十分なリソースや評価される機会が少ないセキュリティ担当者に報いるため、ギブ・アンド・ギブの精神で日本のセキュリティ底上げに取り組んでいる。

セキュリティチームの立ち上げにおいて、ゼロから立ち上げる大変さをケイエ検するが、むしろそれこそが自分がやりたかったことだと気付いて活躍したエピソードは、大きな成長に繋がっている。

国際規格における標準化交渉という国単位で影響を与える仕事や、国際的な権威のある団体で要職を務めることは、まさに世界各国で事業を展開するNTTでなければ経験できない。
インタビューを読めば、新たな社会を作り上げるダイナミックな仕事に憧れるだろう。

一方で地元の名古屋でセキュリティの仕事をするべく、コミュニティを立ち上げて人々の交流を深めていくことも重要となる。
同じ志を持つエンジニアや研究者が集まり、新たな活動を生み出すことでセキュリティのみならずIT業界全体の活性化にもつながる。
交流がない人でもコミュニティにおいて協力してくれるのは、本人の人柄も伝わってくる。

遺伝情報は、病気のリスクなどを発見できることから、究極の個人情報とも言われる。
新たな分野であるライフサイエンスにおいても、サイバーセキュリティが活躍していることは意外な発見であった。

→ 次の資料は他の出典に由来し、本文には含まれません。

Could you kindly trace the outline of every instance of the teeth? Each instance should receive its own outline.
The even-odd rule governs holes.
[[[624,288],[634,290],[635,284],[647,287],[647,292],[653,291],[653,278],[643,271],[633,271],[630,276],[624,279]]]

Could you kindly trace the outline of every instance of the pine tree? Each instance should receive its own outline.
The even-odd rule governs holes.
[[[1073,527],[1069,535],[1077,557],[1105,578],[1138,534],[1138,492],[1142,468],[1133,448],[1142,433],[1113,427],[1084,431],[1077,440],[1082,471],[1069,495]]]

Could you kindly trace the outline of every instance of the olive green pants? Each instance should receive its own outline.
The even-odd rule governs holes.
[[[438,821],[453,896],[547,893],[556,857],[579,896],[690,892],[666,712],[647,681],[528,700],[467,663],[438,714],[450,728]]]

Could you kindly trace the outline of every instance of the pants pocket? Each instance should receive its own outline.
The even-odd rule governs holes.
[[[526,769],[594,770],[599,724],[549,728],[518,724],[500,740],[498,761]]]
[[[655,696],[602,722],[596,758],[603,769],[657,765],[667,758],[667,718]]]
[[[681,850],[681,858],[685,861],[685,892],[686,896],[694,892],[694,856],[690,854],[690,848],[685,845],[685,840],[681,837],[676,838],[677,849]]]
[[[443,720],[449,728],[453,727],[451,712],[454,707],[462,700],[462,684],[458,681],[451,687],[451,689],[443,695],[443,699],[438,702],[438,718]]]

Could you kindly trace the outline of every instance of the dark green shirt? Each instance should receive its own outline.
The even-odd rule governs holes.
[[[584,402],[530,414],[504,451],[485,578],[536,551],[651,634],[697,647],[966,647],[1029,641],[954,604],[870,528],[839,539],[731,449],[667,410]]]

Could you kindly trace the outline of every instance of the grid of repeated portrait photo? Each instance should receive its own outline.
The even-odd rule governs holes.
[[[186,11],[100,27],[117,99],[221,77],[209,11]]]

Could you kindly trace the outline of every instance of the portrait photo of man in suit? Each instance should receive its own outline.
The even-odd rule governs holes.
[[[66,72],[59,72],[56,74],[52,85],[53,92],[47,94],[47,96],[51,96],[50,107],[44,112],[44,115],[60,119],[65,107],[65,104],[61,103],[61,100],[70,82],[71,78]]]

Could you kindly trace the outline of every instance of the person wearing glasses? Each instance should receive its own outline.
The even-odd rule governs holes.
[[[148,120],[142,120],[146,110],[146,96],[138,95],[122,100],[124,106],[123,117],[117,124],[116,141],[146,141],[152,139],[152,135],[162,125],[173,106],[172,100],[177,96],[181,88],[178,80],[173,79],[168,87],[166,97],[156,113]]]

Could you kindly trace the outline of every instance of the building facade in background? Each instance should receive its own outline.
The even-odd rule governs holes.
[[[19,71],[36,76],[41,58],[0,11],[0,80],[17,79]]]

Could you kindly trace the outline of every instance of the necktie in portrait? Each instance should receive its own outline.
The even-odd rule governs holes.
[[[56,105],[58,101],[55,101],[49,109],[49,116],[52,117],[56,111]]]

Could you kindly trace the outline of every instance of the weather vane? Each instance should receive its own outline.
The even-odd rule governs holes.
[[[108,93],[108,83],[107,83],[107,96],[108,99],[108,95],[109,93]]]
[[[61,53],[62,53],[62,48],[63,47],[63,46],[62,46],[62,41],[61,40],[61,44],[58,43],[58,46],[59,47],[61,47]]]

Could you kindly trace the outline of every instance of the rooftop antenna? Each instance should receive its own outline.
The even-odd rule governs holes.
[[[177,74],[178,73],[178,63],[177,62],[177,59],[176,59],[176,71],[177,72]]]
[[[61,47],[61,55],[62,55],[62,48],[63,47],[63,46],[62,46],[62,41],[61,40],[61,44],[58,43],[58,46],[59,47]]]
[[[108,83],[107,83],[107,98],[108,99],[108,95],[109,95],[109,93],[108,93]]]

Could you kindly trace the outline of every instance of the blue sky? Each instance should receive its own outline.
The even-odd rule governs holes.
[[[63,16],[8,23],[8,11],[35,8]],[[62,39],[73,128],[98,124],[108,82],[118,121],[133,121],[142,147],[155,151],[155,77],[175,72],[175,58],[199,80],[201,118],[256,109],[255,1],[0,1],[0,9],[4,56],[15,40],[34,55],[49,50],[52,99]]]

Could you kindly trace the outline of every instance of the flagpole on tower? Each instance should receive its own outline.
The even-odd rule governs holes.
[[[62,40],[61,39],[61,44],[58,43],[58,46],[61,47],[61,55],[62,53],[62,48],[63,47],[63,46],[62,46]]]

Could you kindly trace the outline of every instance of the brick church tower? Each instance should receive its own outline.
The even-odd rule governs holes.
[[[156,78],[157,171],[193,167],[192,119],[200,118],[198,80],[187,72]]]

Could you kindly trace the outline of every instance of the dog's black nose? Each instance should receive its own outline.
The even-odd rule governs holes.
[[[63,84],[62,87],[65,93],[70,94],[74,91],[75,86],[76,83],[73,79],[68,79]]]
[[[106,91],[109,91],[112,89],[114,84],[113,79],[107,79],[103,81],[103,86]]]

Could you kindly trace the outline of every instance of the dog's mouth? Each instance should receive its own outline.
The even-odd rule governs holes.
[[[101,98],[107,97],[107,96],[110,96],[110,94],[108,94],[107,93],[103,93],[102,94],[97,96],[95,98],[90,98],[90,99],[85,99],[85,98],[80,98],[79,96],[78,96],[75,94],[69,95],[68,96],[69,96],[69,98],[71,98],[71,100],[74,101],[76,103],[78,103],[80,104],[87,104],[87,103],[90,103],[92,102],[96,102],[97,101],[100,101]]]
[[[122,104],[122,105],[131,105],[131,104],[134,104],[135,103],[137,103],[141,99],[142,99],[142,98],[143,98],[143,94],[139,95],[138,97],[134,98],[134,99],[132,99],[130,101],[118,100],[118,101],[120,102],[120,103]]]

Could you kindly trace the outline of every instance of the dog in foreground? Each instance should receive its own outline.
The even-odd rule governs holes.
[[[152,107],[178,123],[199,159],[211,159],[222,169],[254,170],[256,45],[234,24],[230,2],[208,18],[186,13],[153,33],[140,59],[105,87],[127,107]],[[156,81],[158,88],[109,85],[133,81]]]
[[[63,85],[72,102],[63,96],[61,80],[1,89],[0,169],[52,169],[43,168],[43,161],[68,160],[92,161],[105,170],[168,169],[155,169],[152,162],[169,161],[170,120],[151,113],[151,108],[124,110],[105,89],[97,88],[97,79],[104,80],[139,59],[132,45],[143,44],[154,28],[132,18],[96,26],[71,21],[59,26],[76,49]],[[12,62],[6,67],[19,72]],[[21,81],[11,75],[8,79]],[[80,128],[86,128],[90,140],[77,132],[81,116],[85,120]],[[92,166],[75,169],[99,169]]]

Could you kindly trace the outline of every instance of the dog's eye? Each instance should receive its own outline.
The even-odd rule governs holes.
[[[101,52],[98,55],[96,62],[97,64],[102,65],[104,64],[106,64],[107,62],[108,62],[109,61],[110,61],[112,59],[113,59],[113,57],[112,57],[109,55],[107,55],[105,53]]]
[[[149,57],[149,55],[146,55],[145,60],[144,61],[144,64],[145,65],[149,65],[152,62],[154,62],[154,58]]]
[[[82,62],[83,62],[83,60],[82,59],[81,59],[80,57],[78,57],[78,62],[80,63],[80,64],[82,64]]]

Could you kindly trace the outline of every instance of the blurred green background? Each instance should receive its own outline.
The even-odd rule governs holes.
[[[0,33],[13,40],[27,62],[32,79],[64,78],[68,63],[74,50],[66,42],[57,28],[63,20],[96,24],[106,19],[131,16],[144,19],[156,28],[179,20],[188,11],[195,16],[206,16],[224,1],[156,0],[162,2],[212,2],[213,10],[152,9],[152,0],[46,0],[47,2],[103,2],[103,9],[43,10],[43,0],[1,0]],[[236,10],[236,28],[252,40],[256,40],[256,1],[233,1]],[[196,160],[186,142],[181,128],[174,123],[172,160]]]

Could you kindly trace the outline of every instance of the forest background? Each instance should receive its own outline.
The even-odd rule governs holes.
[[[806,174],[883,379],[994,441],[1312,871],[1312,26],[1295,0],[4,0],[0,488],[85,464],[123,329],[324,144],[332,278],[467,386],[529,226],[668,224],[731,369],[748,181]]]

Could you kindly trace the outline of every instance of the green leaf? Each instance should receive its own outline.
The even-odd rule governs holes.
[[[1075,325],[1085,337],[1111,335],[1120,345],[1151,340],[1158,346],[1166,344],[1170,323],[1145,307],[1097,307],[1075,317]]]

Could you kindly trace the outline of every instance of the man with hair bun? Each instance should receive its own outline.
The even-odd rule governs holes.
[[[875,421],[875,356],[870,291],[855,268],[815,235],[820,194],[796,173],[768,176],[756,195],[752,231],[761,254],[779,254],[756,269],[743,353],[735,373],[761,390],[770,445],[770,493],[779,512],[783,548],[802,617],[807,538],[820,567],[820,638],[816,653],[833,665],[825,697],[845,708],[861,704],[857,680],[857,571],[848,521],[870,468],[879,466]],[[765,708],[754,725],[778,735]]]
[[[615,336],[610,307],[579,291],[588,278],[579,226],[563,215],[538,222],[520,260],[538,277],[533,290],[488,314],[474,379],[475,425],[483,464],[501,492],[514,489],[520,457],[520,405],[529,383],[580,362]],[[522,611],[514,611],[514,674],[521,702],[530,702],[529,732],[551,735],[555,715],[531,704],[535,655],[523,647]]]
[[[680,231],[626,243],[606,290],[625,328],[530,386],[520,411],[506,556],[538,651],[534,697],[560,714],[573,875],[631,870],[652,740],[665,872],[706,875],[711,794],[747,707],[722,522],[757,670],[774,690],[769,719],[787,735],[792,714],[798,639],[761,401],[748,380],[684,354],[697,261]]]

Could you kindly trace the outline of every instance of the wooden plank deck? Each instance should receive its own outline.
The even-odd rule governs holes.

インタビューではそれぞれが挫折も喜びも語りつつ、NTTグループでどんな仕事をしているのか、どんな魅力があるのかが伝わってくる。
読者としては「こんな人と仕事がしたい」「こんな事に挑戦してみたい」と思える場面が必ずあるはずだ。
本記事ではインタビューの概要を紹介するにとどめているが、重要かつ貴重なコンテンツなので、ぜひ本書で詳しい内容を読んで欲しい。

NTTのサイバーセキュリティは人である

日本のみならず世界トップクラスの実力を持つ研究者は、なぜNTTグループで働くのだろうか。
本書内でも「NTTよりも条件が良い会社に転職できるのではないか？」と、ざっくばらんに聞く場面がある。
その質問に対する答えとして印象的なのは、「自分たちが日本を守っているから、転職できない」「一緒に日本を守ろうと誘って入社した若手も多い、仲間達がモチベーションになっている」という声である。
安全で信頼できるインターネットを利用できるのは、決して当たり前ではない。
本書に登場した方々のみならず、NTTにおけるサイバーセキュリティの取り組みによって、安心と信頼のインターネットが存在するのである。
NTTでしかできないこと、NTTだから出会える人、それを伝えるのが本書において最も重要な役割と言えるだろう。
サイバーセキュリティの最前線で活躍する人々の顔と名前は、決して忘れてはならない。